H&O  Is next-generation sequencing being increasingly integrated into clinical trials?

RP  Yes, absolutely. In both the academic community and the pharmaceutical community, researchers are aware that the drug pipelines are way behind the biomarker pipelines. In many clinical trials, the eligibility criteria now include genetic information. For many studies, the presence of a certain mutation is what determines whether a patient can enter a trial, not the tumor type. Describing cancer in terms of its cell of origin will not be disappearing any time soon, but more and more, our understanding of cancer as a genetic disease is shaping the way we research and treat this disease.

Suggested Reading 

Braggio E, Egan JB, Fonseca R, Stewart AK. Lessons from next-generation sequencing analysis in hematological malignancies. Blood Cancer J. 2013;3:e127.

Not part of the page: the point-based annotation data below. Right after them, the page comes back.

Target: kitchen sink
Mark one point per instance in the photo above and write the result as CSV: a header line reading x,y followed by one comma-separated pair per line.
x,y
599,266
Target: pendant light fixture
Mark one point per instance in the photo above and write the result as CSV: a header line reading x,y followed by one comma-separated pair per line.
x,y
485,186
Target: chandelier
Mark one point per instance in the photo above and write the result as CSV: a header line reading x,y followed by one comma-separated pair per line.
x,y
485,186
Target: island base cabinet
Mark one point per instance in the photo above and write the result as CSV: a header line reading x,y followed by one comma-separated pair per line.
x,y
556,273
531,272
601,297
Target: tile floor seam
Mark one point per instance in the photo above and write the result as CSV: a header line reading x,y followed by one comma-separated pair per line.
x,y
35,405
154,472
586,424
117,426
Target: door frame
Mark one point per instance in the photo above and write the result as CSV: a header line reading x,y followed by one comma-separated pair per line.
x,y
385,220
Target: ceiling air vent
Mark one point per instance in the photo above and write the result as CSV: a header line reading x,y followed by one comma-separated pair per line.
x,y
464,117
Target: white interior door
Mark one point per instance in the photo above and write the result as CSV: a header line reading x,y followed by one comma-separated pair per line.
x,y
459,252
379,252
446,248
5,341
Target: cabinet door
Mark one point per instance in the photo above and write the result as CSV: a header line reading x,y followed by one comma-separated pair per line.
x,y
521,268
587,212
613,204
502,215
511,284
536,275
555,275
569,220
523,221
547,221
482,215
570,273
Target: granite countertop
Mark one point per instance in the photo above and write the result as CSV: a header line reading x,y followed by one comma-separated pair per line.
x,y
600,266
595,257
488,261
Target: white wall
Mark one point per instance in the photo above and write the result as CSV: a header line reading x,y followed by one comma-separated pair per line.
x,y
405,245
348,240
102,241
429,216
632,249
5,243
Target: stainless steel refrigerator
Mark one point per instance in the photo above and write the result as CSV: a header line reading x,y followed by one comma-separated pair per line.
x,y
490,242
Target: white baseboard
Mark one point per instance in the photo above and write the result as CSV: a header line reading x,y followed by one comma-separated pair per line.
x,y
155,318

Chmielecki J, Meyerson M. DNA sequencing of cancer: what have we learned? Annu Rev Med. 2014;65(1):63-79.

Garraway LA. Genomics-driven oncology: framework for an emerging paradigm. J Clin Oncol. 2013;31(15):1806-1814.

Rampal R, Levine RL. Leveraging cancer genome information in hematologic malignancies. J Clin Oncol. 2013;31(15):1885-1892.

Wang L, Wheeler DA. Genomic sequencing for cancer diagnosis and therapy. Annu Rev Med. 2014;65(1):33-48.